I love the book of Exodus. I love reading about the stories of Moses and watching them come alive for me. I love that every time I read something in that book, something new jumps out at me. The entire Bible is filled with great messages that make me think about my own life, but I’ve always especially loved Exodus.
I chuckled when I read the midwives’ defense of not killing the Hebrew baby boys when they were born: The midwives answered Pharaoh, “Hebrew women are not like Egyptian women; they are vigorous and give birth before the midwives arrive” (Exodus 1:19). I wept as I nursed my first son and read that Moses’s mother gave him up to save him but she still got to share the most tender moments with her son as his nurse (Exodus 2:7-8). I counted how many times Moses refused to go where God sent him (five times – Exodus 3, 4) and pondered how many times I’ve done the same thing.

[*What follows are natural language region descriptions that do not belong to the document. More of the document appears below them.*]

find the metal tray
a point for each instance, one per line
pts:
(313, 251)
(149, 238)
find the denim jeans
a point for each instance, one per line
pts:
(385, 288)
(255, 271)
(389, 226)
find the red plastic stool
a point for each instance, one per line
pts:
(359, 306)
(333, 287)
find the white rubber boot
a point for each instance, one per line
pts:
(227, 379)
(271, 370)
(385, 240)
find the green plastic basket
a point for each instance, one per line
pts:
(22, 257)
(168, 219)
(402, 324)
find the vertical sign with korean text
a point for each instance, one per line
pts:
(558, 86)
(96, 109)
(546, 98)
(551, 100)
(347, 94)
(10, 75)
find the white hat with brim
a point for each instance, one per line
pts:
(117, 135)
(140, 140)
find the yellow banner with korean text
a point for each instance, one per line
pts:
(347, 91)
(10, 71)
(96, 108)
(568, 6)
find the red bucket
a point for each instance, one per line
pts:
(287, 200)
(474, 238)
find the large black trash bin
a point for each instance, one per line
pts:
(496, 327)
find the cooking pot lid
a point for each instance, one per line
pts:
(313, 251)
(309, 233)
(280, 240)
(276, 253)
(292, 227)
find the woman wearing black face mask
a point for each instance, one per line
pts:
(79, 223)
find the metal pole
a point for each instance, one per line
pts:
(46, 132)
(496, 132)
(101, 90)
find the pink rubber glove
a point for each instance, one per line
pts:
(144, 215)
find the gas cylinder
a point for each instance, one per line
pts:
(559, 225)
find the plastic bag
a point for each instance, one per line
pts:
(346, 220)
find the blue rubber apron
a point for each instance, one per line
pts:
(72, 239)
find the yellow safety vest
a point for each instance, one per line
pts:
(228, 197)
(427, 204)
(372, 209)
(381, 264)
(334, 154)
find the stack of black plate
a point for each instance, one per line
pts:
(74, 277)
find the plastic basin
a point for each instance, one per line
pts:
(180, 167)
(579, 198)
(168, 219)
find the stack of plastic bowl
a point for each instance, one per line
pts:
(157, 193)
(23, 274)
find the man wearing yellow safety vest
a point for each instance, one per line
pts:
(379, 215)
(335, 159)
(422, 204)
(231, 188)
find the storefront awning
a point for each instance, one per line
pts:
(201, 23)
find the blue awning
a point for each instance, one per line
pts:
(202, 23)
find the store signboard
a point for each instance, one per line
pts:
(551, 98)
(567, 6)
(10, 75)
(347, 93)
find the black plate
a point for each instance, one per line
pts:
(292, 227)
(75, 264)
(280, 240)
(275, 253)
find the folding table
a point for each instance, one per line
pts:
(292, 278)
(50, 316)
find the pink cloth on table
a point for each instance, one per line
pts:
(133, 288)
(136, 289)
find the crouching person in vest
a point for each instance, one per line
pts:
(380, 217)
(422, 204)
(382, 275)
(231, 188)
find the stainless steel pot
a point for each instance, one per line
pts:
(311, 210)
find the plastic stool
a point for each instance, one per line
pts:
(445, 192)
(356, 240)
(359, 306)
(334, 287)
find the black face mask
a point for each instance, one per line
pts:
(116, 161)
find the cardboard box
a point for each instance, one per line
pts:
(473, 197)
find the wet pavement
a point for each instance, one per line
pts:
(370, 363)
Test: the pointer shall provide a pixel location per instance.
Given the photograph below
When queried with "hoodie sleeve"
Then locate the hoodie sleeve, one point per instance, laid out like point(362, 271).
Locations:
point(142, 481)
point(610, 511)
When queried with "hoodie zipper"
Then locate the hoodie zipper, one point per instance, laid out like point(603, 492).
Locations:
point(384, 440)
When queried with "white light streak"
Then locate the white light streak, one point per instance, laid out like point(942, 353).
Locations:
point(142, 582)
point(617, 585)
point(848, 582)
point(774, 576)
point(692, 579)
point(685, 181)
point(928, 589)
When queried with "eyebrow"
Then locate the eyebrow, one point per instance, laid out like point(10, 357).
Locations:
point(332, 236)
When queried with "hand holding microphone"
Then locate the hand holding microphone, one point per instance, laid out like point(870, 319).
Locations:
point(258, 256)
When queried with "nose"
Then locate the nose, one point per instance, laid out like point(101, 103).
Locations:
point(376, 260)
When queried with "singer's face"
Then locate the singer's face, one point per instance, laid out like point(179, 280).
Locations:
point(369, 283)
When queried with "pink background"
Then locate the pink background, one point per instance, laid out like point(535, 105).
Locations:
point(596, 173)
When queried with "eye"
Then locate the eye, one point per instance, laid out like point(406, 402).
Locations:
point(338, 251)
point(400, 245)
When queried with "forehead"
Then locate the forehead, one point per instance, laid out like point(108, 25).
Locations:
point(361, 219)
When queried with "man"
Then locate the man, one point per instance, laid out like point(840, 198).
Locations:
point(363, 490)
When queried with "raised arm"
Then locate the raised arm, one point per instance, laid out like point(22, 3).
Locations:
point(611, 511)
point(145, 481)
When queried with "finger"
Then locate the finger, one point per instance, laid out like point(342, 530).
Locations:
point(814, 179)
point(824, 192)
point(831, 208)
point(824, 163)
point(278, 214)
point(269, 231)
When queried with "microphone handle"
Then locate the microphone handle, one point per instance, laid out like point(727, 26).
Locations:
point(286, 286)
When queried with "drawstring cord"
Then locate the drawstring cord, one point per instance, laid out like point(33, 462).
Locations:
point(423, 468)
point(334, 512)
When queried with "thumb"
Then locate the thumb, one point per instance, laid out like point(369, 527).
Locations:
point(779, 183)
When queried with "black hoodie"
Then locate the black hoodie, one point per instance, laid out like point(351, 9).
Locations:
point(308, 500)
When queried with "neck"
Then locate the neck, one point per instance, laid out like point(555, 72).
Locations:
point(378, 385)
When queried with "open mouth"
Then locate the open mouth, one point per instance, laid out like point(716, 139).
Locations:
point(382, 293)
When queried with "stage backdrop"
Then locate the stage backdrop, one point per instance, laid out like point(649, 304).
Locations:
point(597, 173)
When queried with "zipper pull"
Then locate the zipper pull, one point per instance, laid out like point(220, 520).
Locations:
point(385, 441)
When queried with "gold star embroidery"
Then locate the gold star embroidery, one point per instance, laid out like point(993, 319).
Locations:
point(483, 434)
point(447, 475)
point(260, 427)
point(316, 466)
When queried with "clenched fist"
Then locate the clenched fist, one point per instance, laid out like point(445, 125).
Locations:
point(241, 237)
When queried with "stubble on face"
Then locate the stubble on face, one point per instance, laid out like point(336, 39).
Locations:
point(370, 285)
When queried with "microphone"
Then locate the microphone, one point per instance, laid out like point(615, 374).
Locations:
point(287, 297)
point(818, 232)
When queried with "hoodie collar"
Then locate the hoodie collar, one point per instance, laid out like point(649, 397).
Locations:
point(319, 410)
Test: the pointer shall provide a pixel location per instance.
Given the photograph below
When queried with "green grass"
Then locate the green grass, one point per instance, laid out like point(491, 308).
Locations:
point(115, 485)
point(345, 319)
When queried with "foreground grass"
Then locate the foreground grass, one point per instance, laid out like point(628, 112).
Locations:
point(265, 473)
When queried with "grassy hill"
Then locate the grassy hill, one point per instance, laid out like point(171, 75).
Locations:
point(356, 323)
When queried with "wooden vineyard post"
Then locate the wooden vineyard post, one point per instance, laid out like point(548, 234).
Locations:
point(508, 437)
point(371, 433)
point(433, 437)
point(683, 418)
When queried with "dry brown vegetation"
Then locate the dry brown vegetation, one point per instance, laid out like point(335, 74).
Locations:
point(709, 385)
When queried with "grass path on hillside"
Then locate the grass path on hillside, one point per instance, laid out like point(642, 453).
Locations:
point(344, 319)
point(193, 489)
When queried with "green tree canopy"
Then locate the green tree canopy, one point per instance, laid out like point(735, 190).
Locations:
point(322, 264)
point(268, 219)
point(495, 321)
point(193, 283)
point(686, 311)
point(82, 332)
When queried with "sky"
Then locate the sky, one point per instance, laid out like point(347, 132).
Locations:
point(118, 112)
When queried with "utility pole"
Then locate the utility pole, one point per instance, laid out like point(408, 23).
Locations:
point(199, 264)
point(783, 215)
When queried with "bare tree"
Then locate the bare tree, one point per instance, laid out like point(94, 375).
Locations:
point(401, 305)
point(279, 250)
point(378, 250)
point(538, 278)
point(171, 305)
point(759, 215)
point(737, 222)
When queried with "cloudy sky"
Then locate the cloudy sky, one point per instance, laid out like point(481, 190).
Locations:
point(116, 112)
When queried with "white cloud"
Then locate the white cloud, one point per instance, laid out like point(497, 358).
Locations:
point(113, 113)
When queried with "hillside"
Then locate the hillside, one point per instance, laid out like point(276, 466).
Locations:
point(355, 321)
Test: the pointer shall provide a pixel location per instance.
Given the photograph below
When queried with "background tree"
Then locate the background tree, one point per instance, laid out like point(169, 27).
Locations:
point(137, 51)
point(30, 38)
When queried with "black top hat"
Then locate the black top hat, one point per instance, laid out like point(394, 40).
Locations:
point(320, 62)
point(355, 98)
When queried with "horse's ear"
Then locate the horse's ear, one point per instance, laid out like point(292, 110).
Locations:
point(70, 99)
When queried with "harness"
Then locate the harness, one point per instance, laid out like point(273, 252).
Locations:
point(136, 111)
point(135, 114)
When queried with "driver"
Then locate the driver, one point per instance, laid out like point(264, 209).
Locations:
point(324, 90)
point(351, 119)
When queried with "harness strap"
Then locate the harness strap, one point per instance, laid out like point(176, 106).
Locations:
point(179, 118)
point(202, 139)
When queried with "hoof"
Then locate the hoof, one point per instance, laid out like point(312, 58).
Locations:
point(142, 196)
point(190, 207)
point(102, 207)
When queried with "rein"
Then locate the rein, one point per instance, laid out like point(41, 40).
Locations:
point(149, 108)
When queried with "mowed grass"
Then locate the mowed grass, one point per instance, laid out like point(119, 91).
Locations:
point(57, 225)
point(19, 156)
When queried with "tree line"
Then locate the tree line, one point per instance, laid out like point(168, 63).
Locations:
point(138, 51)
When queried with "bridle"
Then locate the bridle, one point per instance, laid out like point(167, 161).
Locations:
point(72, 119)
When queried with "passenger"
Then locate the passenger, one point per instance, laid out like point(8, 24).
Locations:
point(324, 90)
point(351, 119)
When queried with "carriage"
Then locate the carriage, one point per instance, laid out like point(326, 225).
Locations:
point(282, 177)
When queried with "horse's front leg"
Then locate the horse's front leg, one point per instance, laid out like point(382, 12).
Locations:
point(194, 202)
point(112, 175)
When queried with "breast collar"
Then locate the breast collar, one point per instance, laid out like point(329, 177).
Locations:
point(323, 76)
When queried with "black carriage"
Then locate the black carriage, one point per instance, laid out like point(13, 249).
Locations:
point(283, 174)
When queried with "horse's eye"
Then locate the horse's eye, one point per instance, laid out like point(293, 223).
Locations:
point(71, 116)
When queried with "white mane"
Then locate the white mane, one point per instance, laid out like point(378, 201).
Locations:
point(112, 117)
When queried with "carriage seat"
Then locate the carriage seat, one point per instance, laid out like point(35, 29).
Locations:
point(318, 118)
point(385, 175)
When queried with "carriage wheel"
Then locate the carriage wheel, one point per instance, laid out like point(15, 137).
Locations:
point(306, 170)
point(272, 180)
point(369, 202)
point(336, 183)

But I realized something else this weekend. I taught Sunday School yesterday and the lesson was on the golden calf. As I read through Exodus 32 to familiarize myself with the lesson, I read something that I never noticed before. After Moses saw what the Israelites had done to make this idol, verse 20 explains that he took the calf the people had made and burned it in the fire; then he ground it to powder, scattered it on the water and made the Israelites drink it.
He made the Israelites drink it.
The Israelites were just rescued from captivity in Egypt. They just witnessed the Red Sea split so that the ground was dry beneath their feet as they crossed it. They were eating manna that literally fell from the sky as they waited for Moses who was with God on Mt. Sinai. They saw all the power and glory of God.
But they didn’t trust God. In fact, they seemed to trust only in Moses (who God was working through). They freaked out when Moses still hadn’t come down from Mt. Sinai and said to Aaron, “Come, make us gods who will go before us. As for this fellow Moses who brought us up out of Egypt, we don’t know what has happened to him” (32:1). For whatever reason, Aaron complied. He told everyone to gather all the gold that they own. Precious gold. Then, using their most valuable earthly possession, he made the golden calf who the Israelites then worshipped.
All of their precious, valuable gold went into this golden calf. Moses burned it, crushed it, threw it into the river, and as if that wasn’t enough, they drank it. Their most valuable possessions were gone with now completely worthless, all because they thought that they could make a god who would guide them.
How many times have I done that?
How many times has God taken me out of difficult situations?
How many times has He led me through impossible roads?
How many times has He provided beyond my wildest dreams?
And yet, how many times have I put my trust in my possessions, however valuable, only for them to become completely worthless? Why do I do that?
Do you do that? Do you thank God when he rescues you but quickly forget that He’s the one who saved you to begin with? Do you easily lose hope? Do you put your trust in things that cannot do anything for you when it was God who held you all along?